Et puis soudain, il entendit des couinements désagréables. Sa vision devint trouble. Il y avait des dizaines de pattes devant lui, mais il n'arrivait même plus à relever la tête. Un morceau de viande atterrit devant sa bouche. Il sentait son odeur lui retourner les tripes. Un instinct animal se réveilla en lui, soudainement. Un instinct de survie dont il ignorait jusqu'à présent l'existence. Une personne s'agenouilla devant lui.

- Ne m'oblige pas à te donner la becquée, Ingwé.

Un accent à couper au couteau, trois doigts à chaque pied. Il ne pouvait s'agir que d'une seule personne. Liwya. Le soldat releva la tête avec la force qu'il lui restait. Il avait l'impression de soulever une tonne de charbons ardents comme lorsqu'il travaillait dans les mines lors de son enfance.

- Pourquoi tu fais ça ?

C'était une mauvaise idée. Parler était un véritable supplice. Il ne reconnaissait même pas sa propre voix. Elle était devenue plus sourde, plus grave, plus profonde. Comme si son corps allait chercher au fond de son âme, un moyen de communiquer.

- Tu nous as aidé à trouver un endroit où nous réfugier. Nous sommes fidèles à ceux qui nous viennent en aide. S'exclama-t-elle en poussant un cri aiguë qui lui perça les tympans.

La douzaine de Valkos présente avec elle, l'imita. Il était persuadé que ses oreilles était en train de saigner.

- Nous allons faire notre maximum pour te nourrir en gage de remerciements.

- Merci...

Ses yeux voulurent se fermer, mais Liwya s'approcha pour le frapper. Il se releva aussitôt. La viande était cuite et semblait sortir de braises chauffées naturellement. Ingwé la pris à pleines mains et la fourra dans sa bouche.

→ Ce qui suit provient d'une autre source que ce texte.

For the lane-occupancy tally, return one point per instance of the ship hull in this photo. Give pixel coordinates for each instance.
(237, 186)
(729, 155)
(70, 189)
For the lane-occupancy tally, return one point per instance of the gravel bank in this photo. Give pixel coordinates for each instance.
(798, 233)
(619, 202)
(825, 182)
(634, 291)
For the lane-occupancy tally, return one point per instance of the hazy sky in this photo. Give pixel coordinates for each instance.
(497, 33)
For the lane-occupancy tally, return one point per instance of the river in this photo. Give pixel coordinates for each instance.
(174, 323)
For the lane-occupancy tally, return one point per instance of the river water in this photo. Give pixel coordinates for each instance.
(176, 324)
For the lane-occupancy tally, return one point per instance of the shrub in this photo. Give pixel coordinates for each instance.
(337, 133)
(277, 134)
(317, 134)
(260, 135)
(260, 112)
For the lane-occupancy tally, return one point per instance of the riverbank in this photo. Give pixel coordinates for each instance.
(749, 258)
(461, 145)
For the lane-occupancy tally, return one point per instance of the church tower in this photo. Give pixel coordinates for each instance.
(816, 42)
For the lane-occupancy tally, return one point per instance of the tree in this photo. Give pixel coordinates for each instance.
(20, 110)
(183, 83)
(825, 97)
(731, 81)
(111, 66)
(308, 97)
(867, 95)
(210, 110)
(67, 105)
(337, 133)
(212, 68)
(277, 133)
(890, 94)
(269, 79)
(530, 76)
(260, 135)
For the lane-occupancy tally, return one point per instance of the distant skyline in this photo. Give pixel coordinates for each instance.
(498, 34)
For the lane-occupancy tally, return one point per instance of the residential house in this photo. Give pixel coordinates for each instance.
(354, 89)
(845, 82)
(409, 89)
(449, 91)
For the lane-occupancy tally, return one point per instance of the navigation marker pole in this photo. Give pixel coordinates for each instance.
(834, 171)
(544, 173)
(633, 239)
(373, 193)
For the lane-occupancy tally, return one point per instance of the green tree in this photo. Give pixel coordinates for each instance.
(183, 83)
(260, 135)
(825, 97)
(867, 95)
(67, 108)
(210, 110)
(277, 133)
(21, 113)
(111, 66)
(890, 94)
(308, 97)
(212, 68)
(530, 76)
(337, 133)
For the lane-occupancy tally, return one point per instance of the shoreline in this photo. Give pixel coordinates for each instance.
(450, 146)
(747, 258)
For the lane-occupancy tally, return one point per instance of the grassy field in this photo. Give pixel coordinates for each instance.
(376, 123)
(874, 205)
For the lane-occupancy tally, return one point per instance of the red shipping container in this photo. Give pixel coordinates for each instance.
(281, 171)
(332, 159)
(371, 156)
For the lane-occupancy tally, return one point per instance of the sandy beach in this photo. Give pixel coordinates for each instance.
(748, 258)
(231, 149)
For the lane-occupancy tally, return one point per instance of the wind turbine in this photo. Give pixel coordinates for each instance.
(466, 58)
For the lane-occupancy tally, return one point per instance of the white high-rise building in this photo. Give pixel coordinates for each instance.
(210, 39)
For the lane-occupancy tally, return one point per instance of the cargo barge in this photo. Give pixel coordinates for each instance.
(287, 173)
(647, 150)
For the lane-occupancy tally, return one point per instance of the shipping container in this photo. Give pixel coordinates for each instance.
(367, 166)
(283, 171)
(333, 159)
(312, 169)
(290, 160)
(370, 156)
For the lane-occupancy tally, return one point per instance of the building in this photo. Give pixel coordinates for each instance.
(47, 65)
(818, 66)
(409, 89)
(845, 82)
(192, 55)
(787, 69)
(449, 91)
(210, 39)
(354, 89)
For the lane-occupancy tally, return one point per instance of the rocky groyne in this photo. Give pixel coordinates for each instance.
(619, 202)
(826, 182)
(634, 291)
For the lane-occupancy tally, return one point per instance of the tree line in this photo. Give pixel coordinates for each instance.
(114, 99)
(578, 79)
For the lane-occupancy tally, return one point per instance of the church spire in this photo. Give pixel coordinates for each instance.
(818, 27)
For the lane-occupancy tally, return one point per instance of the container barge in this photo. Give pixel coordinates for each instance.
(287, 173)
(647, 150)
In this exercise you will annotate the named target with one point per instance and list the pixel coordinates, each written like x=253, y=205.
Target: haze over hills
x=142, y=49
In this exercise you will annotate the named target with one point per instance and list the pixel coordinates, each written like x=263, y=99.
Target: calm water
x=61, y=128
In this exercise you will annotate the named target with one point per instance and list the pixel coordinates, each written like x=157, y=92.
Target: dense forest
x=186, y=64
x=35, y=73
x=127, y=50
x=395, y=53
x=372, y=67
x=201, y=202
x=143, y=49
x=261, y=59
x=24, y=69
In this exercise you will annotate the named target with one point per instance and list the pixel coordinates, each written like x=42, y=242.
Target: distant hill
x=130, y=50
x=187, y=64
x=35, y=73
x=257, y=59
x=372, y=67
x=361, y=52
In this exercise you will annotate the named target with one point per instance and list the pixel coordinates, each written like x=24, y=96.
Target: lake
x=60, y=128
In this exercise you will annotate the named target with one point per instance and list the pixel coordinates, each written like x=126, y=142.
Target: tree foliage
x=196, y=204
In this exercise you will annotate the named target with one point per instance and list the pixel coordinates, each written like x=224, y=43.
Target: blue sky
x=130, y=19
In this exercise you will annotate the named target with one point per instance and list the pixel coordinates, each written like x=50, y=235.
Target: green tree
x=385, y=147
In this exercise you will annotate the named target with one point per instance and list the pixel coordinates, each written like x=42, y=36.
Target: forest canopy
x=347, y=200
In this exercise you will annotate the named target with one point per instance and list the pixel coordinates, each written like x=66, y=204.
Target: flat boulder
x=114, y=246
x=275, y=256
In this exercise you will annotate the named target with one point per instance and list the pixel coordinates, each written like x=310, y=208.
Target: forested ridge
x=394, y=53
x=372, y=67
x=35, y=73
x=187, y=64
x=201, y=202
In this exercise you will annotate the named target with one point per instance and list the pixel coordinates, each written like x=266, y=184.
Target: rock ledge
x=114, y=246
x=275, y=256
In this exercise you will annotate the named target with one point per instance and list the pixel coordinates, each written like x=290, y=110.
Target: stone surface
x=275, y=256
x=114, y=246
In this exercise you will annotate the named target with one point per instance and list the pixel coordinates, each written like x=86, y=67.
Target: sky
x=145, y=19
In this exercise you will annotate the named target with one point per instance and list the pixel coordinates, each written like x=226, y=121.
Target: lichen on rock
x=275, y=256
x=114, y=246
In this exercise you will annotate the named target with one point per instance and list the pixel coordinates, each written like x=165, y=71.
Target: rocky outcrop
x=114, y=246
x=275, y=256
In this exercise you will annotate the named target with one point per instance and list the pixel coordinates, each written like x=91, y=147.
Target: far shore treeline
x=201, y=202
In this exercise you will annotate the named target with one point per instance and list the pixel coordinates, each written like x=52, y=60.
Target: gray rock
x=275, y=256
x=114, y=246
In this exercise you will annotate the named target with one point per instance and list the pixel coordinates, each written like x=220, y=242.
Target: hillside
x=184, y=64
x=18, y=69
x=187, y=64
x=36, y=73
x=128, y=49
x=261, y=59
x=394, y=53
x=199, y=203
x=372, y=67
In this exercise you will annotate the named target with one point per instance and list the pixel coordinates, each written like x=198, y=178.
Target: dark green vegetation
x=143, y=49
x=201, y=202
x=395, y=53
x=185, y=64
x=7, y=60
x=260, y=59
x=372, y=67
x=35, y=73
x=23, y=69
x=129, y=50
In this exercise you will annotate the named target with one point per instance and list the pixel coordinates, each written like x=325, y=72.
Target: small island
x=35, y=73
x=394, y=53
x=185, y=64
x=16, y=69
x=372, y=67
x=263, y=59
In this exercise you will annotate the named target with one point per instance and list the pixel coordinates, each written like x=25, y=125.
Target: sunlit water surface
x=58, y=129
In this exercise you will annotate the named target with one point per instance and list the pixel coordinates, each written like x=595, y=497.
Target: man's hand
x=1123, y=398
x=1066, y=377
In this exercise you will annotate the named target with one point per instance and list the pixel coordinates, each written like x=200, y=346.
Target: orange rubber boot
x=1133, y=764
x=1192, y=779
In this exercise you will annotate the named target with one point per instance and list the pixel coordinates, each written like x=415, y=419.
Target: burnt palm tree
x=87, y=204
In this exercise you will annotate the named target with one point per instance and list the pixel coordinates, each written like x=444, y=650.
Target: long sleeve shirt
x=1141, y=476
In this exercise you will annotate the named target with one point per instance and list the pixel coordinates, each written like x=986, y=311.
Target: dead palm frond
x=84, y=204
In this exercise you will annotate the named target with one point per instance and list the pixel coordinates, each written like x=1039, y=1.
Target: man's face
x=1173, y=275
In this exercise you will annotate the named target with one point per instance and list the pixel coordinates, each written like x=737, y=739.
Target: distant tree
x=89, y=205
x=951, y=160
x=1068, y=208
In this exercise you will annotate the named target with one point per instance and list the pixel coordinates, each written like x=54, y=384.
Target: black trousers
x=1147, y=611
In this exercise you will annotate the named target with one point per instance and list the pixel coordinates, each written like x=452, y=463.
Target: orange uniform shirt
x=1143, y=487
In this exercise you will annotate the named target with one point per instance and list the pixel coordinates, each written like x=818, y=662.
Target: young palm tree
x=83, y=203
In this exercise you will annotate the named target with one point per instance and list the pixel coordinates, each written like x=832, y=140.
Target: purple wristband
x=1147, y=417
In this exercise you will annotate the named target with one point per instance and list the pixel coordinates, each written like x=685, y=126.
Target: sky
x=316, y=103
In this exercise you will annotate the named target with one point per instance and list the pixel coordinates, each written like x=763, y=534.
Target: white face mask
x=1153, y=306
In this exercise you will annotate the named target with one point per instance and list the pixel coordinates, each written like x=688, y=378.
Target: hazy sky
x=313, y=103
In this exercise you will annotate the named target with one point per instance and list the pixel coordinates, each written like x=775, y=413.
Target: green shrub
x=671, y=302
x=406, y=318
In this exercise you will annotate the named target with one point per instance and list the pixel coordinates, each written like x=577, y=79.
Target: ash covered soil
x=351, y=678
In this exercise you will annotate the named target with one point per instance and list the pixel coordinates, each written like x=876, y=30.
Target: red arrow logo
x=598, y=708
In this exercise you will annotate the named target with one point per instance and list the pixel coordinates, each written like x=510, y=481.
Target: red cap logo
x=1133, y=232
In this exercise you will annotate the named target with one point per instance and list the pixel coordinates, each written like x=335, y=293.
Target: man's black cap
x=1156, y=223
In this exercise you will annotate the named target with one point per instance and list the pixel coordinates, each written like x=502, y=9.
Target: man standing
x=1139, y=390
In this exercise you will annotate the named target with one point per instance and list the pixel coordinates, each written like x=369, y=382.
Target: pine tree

C'était la chose la plus merveilleuse qui lui arrivait depuis des jours ! Elle était délicieuse, légèrement grillée.

- Ne mange pas trop ! Ton estomac a eu le temps de se rétrécir depuis une semaine.

Il écouta son conseil sage et pertinent. Il n'avait pas mangé depuis des jours. Il avait réussi à s'hydrater avec les perles d'eau qui coulait des roches alors qu'il chauffait la prison de sa seule présence. Sans cette eau miraculeuse, il serait déjà mort. Liwya le regarda dans les yeux.

- Courage, soldat !

Il hocha la tête. Il était épuisé. Ses yeux commençaient déjà à se fermer à nouveau. Sauf que cette fois, elle s'en alla. Le laissant seul, lutter contre la fatigue. Il retira sa veste pour plus de confort. Un froissement de papier attira son attention. Le rapport médical de Lyrax ! Il concernanit Hélisha... Avec une grande angoisse, il le prit entre ses mains et commença à le lire.

« Le sujet H semble souffrir de la maladie des pôles inversés. Dans son cas, il s'agit de la Fièvre Blanche : maladie provoquée par une exposition prolongée à un climat non adapté – ici la chaleur de Kalisto. Le sujet s'est évanoui à 15h34 dans la salle d'entrainement pour jeunes recrues, lors d'un affrontement avec son geôlier, le soldat Ingwé Irvike, de classe 1. Le sujet H a subi une baisse importante de sa température corporelle entrainant une baisse du système immunitaire. Celui-ci semble être incapable de se défendre contre les attaques de chaleur qu'il subit. Les membres des extrémités semblent être insensibles au toucher et bleutés. De plus, le sujet rejette un souffle glacial trahissant son état critique. Il semblerait que la maladie se soit transmise par contact avec une personne sécrétant une forte chaleur. Le soldat Ingwé ? Il semble que ces deux individus aient échangé des rapports intimes pouvant entrainer la contraction de cette maladie par le sujet H. Aucun traitement n'est envisageable, du fait de l'incompétence des médecins présents. Il ne reste vraisemblablement au sujet H que quelques heures à vivre »

C'était sa faute. Il l'avait aimé et ça l'avait tué... Il était un meurtrier, un assassin. Il l'avait condamné dès qu'il avait posé ses yeux sur elle.

Maintenant, la peur l'étreint. Il a peur de ce qu'il est devenu, de ce qu'il devient...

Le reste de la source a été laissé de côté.